The Boko Haram crisis is worsening and returning to pre-2015 levels when the insurgents held territories in the north-east, a report by SB Morgen says.
The insurgency was at its peak in 2014 with the capture of a strip of territories and the harvest of mass casualties in the north-east.
About 21 local government areas out of 27 in Borno state were under the occupation of the insurgents in 2014.
The Buhari administration has often claimed to have defeated the insurgents and degraded their capacity to hold any territory in the region.
But the report by SB Morgen, a geopolitical intelligence platform, said the insurgents are retaking territories and deploying new tactics in governing the largely ungoverned spaces in the north-east.

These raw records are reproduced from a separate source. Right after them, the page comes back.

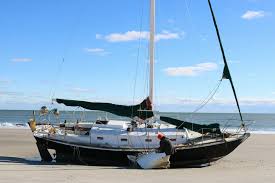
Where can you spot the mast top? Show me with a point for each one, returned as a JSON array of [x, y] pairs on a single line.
[[152, 51]]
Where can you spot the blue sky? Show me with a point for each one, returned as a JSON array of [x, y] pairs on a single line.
[[105, 49]]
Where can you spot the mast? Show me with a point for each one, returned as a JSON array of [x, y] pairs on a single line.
[[152, 50], [226, 72]]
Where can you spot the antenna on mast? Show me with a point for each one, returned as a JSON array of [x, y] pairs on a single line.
[[152, 50]]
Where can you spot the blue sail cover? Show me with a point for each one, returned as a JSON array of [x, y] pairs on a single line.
[[142, 110]]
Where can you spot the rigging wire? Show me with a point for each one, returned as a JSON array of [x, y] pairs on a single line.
[[59, 70], [138, 54], [209, 97]]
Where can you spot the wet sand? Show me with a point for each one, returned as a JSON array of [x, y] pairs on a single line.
[[253, 161]]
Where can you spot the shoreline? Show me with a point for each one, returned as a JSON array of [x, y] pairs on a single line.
[[252, 161]]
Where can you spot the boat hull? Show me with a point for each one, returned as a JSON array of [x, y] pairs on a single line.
[[184, 156]]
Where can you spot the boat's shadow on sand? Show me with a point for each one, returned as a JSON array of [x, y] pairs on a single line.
[[37, 161]]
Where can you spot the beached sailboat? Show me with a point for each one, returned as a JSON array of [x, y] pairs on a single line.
[[110, 142]]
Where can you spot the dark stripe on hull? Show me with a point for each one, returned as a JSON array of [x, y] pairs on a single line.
[[192, 155]]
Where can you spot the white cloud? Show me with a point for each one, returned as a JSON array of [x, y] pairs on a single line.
[[97, 51], [217, 101], [249, 15], [5, 81], [190, 70], [81, 90], [21, 60], [136, 35], [98, 36]]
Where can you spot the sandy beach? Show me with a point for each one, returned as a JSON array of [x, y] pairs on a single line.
[[252, 162]]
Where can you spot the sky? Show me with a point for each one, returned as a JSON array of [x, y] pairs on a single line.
[[98, 51]]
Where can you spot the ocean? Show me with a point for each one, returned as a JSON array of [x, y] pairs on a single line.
[[256, 123]]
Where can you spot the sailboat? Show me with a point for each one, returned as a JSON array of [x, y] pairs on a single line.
[[110, 142]]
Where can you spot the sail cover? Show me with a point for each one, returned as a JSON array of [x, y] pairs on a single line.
[[211, 128], [142, 110]]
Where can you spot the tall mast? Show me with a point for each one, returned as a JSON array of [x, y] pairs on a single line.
[[152, 50]]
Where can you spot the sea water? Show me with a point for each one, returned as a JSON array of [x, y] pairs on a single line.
[[256, 123]]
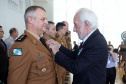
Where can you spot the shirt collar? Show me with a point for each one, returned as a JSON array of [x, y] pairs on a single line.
[[88, 36]]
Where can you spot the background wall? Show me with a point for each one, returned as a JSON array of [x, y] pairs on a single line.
[[110, 13]]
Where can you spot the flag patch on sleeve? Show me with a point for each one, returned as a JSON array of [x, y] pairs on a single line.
[[17, 52]]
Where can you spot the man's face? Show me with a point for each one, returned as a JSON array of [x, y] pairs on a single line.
[[52, 31], [79, 27], [67, 26], [1, 33], [40, 21], [16, 33]]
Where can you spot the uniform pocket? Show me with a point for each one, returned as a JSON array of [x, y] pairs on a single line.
[[43, 67]]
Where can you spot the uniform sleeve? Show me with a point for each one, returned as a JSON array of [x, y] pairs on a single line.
[[19, 64], [69, 53]]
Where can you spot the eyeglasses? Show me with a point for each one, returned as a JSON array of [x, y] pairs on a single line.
[[2, 31]]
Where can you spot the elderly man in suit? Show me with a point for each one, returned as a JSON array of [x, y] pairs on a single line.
[[3, 58], [30, 62], [88, 64]]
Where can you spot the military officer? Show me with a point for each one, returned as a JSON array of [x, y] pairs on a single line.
[[30, 61]]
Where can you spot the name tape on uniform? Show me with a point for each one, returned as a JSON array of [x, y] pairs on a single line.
[[17, 52]]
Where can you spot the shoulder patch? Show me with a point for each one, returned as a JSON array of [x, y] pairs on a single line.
[[21, 38]]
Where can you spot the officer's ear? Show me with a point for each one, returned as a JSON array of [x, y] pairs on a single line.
[[30, 20]]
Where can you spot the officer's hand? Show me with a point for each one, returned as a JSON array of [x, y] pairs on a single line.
[[51, 41], [54, 48]]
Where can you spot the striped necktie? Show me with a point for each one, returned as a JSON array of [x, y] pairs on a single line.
[[1, 43]]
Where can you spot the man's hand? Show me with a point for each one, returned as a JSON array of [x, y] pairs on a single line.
[[51, 41], [54, 45]]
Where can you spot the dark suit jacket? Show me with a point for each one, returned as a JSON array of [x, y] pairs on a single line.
[[3, 59], [89, 66]]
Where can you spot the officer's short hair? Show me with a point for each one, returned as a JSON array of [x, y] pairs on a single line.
[[48, 25], [59, 25], [12, 30], [31, 12]]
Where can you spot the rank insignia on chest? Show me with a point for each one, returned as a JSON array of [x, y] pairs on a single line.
[[41, 57], [17, 52], [38, 53]]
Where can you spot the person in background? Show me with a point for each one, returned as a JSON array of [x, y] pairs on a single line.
[[3, 58], [110, 67], [88, 64], [30, 62], [11, 39], [50, 31], [75, 46], [61, 31]]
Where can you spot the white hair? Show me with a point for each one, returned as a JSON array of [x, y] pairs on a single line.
[[88, 15]]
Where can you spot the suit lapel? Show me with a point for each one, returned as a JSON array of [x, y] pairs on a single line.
[[86, 43]]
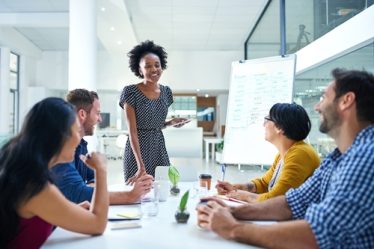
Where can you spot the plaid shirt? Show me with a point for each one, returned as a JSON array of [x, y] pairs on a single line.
[[338, 200]]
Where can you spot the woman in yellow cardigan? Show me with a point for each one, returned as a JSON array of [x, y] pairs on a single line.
[[286, 126]]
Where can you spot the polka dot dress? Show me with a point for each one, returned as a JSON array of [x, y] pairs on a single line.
[[150, 118]]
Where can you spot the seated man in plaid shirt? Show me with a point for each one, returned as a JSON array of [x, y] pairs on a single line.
[[334, 208]]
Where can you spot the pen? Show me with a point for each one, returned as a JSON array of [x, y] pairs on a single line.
[[223, 169]]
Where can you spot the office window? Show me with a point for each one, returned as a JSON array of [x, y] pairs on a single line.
[[14, 93]]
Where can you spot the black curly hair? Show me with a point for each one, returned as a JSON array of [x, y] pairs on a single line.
[[146, 47]]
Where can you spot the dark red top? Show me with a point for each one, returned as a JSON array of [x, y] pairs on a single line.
[[32, 233]]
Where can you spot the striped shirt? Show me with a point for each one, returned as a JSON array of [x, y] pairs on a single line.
[[338, 200]]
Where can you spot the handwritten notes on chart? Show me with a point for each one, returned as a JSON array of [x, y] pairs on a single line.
[[255, 86]]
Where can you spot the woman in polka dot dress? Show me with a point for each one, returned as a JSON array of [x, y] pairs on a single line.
[[145, 105]]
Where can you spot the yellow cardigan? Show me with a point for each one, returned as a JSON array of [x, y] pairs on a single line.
[[299, 163]]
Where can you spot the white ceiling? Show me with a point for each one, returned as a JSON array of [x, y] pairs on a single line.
[[175, 24]]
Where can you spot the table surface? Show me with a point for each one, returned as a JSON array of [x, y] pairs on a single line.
[[161, 231]]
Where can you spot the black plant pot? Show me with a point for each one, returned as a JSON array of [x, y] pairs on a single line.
[[182, 217], [174, 190]]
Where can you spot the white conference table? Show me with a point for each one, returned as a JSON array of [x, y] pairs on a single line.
[[157, 232]]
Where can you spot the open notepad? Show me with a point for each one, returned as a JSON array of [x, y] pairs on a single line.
[[231, 202], [120, 215]]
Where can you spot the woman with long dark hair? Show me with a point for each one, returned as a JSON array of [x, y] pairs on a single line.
[[29, 203]]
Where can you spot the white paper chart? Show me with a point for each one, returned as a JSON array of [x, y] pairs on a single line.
[[255, 86]]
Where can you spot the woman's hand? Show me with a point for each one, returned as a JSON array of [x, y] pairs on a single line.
[[94, 160], [141, 172], [178, 122], [85, 204], [216, 217], [243, 195]]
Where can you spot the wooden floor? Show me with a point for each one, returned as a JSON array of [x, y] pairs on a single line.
[[233, 174]]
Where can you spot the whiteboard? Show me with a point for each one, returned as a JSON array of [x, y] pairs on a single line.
[[255, 86]]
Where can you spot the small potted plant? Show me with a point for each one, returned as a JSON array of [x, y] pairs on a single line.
[[173, 174], [182, 214]]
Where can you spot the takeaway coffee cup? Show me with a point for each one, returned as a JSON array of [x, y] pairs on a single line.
[[205, 180]]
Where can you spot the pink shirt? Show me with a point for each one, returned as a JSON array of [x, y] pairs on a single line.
[[32, 233]]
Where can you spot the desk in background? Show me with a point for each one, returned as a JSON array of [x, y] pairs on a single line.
[[211, 141]]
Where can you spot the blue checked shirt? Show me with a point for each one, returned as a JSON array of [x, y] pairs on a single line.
[[72, 178], [338, 200]]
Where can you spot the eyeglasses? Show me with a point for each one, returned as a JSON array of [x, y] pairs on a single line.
[[267, 118]]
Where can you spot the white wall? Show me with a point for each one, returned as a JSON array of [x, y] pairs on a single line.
[[349, 36], [205, 70]]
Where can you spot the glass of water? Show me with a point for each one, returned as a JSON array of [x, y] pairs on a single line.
[[149, 204]]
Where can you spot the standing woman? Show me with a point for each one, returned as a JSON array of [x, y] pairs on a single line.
[[30, 205], [145, 105]]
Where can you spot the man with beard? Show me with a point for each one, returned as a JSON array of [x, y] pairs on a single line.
[[334, 208], [75, 180]]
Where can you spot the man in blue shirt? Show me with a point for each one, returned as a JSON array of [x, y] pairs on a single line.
[[75, 180], [334, 208]]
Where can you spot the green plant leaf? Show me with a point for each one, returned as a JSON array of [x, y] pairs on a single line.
[[174, 175], [184, 199]]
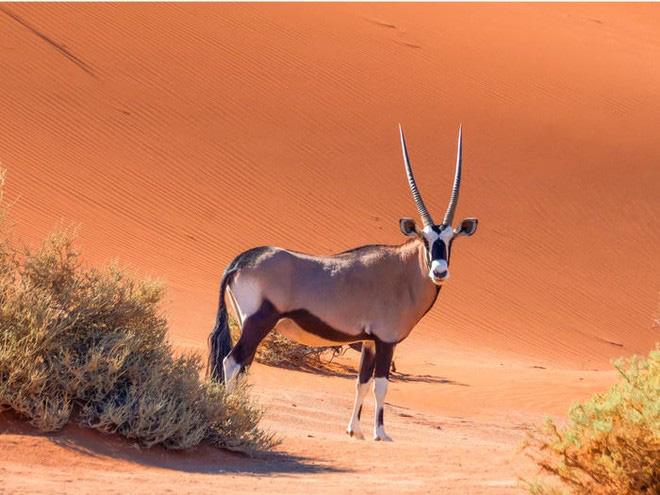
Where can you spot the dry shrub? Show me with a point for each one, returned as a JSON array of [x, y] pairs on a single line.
[[90, 346], [277, 350], [610, 444]]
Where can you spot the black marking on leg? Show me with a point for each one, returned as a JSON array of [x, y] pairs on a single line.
[[384, 353], [367, 360]]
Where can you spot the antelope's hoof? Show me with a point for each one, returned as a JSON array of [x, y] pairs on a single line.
[[358, 435]]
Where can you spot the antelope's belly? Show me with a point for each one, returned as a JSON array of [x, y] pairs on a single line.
[[312, 336]]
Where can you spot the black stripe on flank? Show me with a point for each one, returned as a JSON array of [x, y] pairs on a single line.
[[316, 326]]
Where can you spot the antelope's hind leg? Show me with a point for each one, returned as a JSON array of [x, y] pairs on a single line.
[[255, 328], [367, 361], [384, 353]]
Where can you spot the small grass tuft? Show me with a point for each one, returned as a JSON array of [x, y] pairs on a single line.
[[611, 443]]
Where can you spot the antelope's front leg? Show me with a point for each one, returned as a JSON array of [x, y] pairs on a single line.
[[384, 352], [367, 361]]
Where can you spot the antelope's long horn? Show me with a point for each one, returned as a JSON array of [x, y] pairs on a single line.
[[451, 209], [424, 213]]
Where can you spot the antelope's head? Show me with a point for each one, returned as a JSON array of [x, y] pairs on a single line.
[[437, 238]]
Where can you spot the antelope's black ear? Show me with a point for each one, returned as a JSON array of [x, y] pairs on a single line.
[[409, 227], [468, 227]]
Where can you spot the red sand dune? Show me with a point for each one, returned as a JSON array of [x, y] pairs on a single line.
[[180, 135]]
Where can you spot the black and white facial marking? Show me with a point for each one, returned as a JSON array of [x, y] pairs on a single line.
[[437, 240], [437, 243]]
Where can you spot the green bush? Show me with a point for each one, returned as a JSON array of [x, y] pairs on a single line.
[[90, 346], [610, 444]]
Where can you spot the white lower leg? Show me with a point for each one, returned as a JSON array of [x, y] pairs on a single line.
[[380, 389], [361, 390], [231, 369]]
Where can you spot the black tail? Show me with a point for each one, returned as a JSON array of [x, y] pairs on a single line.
[[220, 338]]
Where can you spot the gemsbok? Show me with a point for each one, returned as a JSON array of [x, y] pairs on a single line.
[[372, 294]]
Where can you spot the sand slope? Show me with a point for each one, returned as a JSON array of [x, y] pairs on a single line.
[[180, 135]]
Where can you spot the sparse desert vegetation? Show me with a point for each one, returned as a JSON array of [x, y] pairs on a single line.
[[90, 346], [611, 443]]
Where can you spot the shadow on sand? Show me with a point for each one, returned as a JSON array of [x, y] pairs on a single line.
[[202, 459]]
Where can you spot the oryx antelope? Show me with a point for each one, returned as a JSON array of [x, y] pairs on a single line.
[[372, 294]]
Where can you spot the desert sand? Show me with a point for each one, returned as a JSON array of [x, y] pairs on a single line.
[[177, 136]]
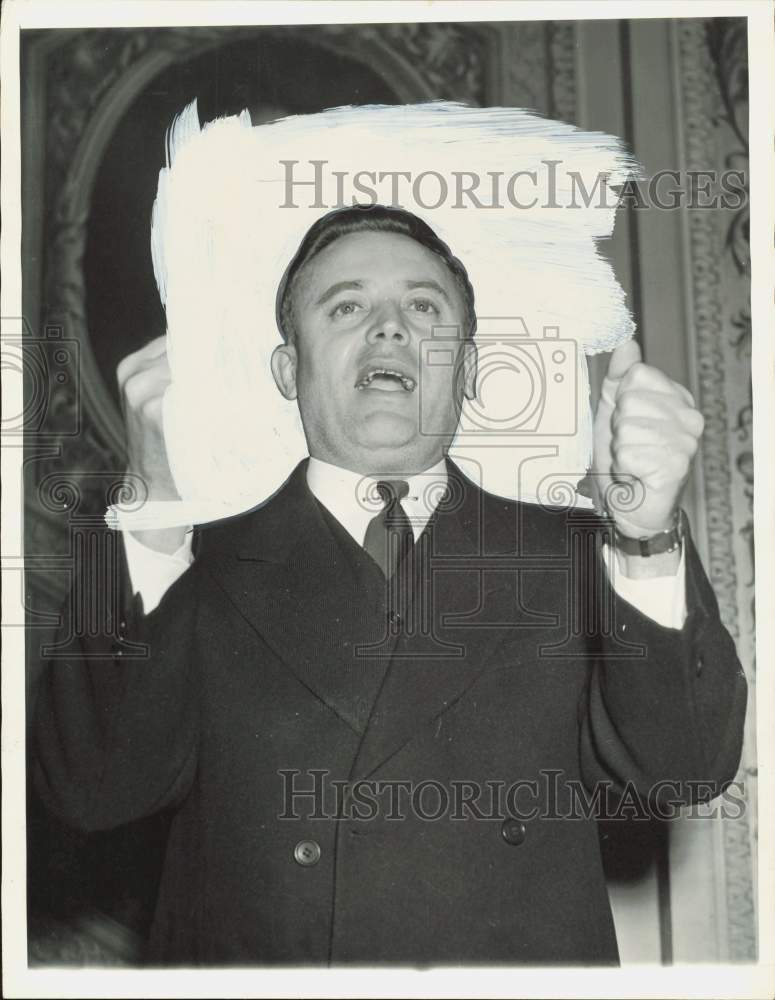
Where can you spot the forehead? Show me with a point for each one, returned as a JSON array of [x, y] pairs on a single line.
[[379, 258]]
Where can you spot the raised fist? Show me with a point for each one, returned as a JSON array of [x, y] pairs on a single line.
[[647, 431]]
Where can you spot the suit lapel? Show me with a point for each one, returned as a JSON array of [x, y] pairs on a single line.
[[294, 580], [440, 656]]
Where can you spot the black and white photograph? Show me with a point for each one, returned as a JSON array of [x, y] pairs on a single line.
[[382, 390]]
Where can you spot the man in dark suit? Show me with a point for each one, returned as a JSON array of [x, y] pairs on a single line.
[[385, 707]]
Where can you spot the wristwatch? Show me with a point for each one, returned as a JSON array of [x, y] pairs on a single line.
[[654, 545]]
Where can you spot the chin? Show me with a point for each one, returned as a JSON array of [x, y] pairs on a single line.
[[387, 430]]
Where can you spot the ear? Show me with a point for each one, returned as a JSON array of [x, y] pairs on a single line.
[[469, 363], [284, 369]]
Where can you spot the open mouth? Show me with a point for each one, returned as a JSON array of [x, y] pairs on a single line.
[[386, 380]]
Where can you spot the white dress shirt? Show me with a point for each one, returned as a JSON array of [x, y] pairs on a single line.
[[353, 500]]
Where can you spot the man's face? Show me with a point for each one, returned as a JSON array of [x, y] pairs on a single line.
[[362, 308]]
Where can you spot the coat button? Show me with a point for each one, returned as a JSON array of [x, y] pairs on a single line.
[[307, 853], [513, 831]]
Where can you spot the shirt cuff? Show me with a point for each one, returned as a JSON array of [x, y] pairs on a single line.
[[661, 598], [152, 573]]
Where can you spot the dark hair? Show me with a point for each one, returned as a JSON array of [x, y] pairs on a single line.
[[368, 219]]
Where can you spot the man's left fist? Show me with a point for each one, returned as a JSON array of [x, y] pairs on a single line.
[[647, 428]]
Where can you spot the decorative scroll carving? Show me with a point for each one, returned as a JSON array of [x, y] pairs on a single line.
[[713, 82]]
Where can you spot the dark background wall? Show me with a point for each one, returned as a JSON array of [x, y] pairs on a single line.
[[95, 105]]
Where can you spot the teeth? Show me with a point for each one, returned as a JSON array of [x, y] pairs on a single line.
[[407, 382]]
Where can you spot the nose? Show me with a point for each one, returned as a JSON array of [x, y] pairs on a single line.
[[388, 325]]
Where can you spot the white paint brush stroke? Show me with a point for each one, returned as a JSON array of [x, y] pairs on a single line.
[[221, 240]]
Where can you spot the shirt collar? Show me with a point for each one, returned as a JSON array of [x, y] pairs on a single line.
[[353, 499]]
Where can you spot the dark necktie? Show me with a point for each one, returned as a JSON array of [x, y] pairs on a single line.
[[389, 535]]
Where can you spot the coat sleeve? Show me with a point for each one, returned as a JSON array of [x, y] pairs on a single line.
[[116, 719], [663, 705]]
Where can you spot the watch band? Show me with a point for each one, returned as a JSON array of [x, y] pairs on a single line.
[[653, 545]]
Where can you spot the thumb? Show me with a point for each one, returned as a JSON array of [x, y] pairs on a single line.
[[622, 359]]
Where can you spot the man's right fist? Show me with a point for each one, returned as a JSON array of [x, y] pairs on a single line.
[[142, 380]]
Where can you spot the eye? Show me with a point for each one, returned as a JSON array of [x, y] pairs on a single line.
[[423, 306], [344, 309]]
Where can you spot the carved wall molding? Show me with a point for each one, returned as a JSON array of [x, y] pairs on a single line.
[[713, 74], [562, 47]]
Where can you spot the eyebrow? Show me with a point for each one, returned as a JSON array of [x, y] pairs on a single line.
[[342, 286]]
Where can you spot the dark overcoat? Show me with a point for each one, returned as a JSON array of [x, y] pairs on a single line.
[[408, 774]]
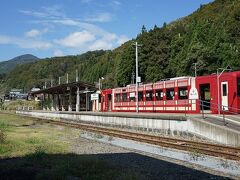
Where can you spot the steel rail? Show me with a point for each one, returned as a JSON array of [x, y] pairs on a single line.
[[227, 152]]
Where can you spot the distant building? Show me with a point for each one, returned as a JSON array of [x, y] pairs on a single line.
[[15, 94], [37, 97]]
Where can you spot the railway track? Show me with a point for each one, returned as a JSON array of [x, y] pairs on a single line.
[[216, 150]]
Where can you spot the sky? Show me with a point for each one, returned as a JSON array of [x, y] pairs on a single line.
[[47, 28]]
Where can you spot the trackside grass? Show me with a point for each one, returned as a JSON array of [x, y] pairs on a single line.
[[31, 150]]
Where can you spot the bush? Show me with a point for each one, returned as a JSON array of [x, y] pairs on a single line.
[[2, 137]]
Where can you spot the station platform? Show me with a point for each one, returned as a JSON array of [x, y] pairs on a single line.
[[211, 127]]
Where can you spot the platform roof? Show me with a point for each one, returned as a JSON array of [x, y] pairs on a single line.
[[66, 88]]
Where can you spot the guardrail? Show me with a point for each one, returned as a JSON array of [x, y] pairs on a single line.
[[218, 107]]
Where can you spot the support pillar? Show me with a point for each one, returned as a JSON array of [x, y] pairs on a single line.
[[48, 102], [77, 101], [53, 102], [44, 102], [86, 102], [57, 102], [62, 100], [70, 101]]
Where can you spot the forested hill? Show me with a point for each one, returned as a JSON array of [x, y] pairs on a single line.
[[6, 66], [210, 37]]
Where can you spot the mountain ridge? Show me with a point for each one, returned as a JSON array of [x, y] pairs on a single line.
[[210, 37], [8, 65]]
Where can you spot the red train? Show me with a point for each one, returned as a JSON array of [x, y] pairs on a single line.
[[213, 93]]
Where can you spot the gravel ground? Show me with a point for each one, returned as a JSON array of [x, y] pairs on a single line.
[[149, 166]]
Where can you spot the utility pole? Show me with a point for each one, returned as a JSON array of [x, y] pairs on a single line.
[[76, 75], [133, 76], [195, 68], [137, 78]]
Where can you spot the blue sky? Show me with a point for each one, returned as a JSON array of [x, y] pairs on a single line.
[[47, 28]]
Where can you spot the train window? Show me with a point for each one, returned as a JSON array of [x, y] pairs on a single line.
[[170, 94], [182, 93], [132, 96], [159, 94], [118, 97], [124, 97], [149, 96], [140, 96], [238, 86]]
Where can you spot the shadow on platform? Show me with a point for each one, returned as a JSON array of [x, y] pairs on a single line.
[[41, 165]]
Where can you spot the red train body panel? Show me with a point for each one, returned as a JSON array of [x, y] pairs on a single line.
[[172, 96]]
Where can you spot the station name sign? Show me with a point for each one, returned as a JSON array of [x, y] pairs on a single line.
[[94, 96]]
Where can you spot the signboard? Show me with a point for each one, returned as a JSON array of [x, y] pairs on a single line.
[[132, 94], [193, 94], [94, 96], [138, 79]]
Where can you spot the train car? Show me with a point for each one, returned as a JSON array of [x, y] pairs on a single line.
[[213, 94]]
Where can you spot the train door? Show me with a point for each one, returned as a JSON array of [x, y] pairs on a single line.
[[205, 97], [109, 102], [224, 94]]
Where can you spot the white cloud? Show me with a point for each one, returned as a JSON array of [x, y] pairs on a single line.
[[77, 39], [88, 36], [86, 1], [25, 43], [55, 11], [116, 3], [100, 17], [122, 39], [58, 53], [100, 44], [33, 33]]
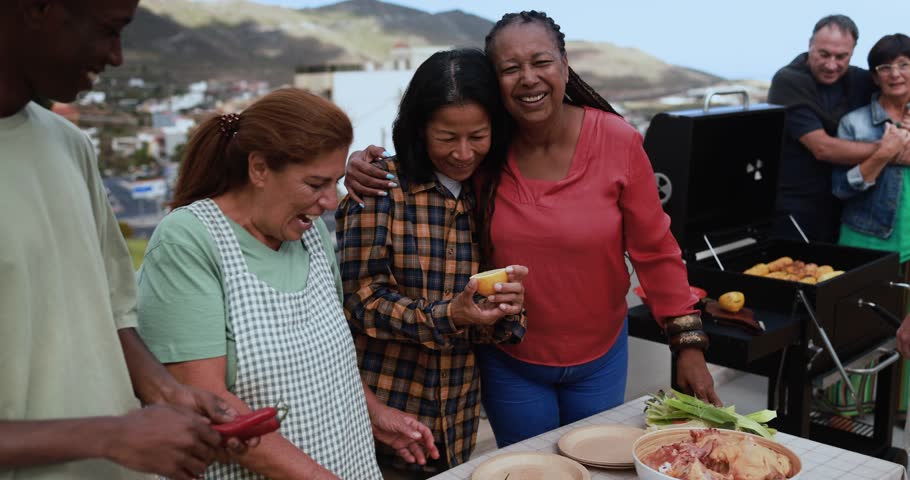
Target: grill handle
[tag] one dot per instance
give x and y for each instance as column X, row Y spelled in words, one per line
column 893, row 357
column 882, row 312
column 801, row 297
column 726, row 91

It said the insurgents – ISWAP faction of Boko Haram – have reduced attacks on the civilian population in an attempt to win support and recruits, but have ratcheted up the same on the security forces.
It said current civilian casualties seem to come from attacks by the Shekau faction of Boko Haram, which is still active in southern Borno.
“A member of the House of Representatives from Borno State claims that Boko Haram controls as many as eight local government areas in the state, ” SB Morgen said.
“While this is probably an exaggeration, there have been reports by humanitarian organisations and residents, of Boko Haram moving unchallenged in the rural areas and setting up checkpoints. This is evident in recent attacks on two local government headquarters where the terrorists ransacked shops and torched government buildings.
“In addition, the gradual regaining of territory by the terrorists punctures the claim by the Nigerian government that Boko Haram has been ‘technically defeated’ based on territorial gains and losses. The Lake Chad region may gradually be moving from a contested and stateless territory to one that is firmly Boko Haram-ISWAP controlled territory, a scenario which will end up taking us back to pre-2015 conflict levels as the Nigerian state will have no choice but to flood the region with troops to take back the territory.
“This portends an ominous trend for Nigeria in the war, especially as the ISWAP faction is apparently committed to not inflicting civilian casualties, which means it can build local support and draw recruits. Such a scenario will prolong the war for much longer than it already has been running.”
The report said security agents, military formations and government’s property appear to be the primary targets of the insurgents.
It also said while the number of attacks galloped after 2015; it fell in 2018 but rose in 2019.